第五卷 悠然山水間 第二十一章 世界忽變

四季變換,年復一年,芙琳雅曾經以為自己會和老師就這樣一直的生活下去,一起在那個遠離凡塵喧囂的地方靜看花開花閉,日升月落。

    她從不曾想過老師有一天會不在,她以為老師會一直帶著她在梨花林間隨意漫步,在荷塘之畔靜坐冥想。她以為老師會一直伴著她在東籬黃昏時賞菊帶香歸,在北風蕭蕭時嗅梅觀雪落。

    她的悟性資質,得天獨厚,她的容顏天成靈姿,外貌內在無一不靈奇美絕,她的老師對這些自是滿意驚喜,常自以此為傲,獨是對她有一樣頗有憂心,那便是她性子太過靈寂冷然,清淡自在,生怕她以後會難得快樂。

    為此老師曾想過要改變一下她的性情,但芙琳雅感覺自己這樣便是自我自在,自己性情便是喜歡安寧平靜,並無什麼不好,因此從不想改變過,她的老師最後見她只是不願接觸那些她不喜的人事,非是因為懼怕什麼,卻是只為喜歡那份平淡清寂,便也不再勉強她去改變。

    芙琳雅總是忘不了老師遇害的那一天,那段時間正是老師感覺就要突破魔法修為的關鍵時刻,她一大早就去小屋後山的小湖邊練習水系魔法,也好讓老師免受什麼打擾,能順利的突破眼前的藩籬好更進一大步。

    沒想到的是,對魔法元素感覺極為靈敏的她,在感覺到小屋附近極其不正常的魔法波動而趕回來時,小屋周圍一片都是狼藉無比,她看到的只是一個飛速逃逸而去的狼狽黑影,而她的老師亦是面色慘敗,閉目委頓在地,身邊尚有絲絲縷縷的黑色煙氣縈繞不散。

    隨著一波波的藍光淹沒過老師的身體,殘余的黑氣快速消退,然而老師地面色卻是灰敗之極,並無半點起色。她那時心里頭一次感到慌亂彷徨。疾奔到老師的身邊後,用她所學會的療傷魔法一個個施展在老師的身上,然而卻是全然無功。

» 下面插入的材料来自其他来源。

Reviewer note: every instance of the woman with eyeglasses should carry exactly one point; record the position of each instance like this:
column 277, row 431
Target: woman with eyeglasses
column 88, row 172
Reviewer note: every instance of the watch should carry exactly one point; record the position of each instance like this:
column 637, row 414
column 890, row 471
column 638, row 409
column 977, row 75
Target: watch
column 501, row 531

    “沒用的,芙琳雅,不必這樣。”老師微笑的看著她,吃力地抬手制止她的舉動,說道︰“你不是一向都靈冷明事地嗎。不要這樣,你該知道結果的,不要讓悲傷蒙蔽了你那靈明如鏡的

    然而她卻是沒听到一般,繼續吟唱著療傷的魔法,藍光無休止一般流過老師的身體。卻是如雨過鴨背,卻無半點痕跡遺留,她地手開始顫抖,卻還是固執的堅持著,她第一次要用心的控制住她的身體,她的嘴唇,她第一次要用力讓自己鎮靜下來。消除雜念,最後方能順利的施展出療傷魔法。

    而老師僅是低低的嘆了一口氣,然後目光柔和地看著她,眼里有著喜慰滿足,更多的是憐惜不舍,也沒有再出言制止她,只是自知命將不久,自顧交代後事,最後將空間戒指遞給她,說是重要的的東西都在里面。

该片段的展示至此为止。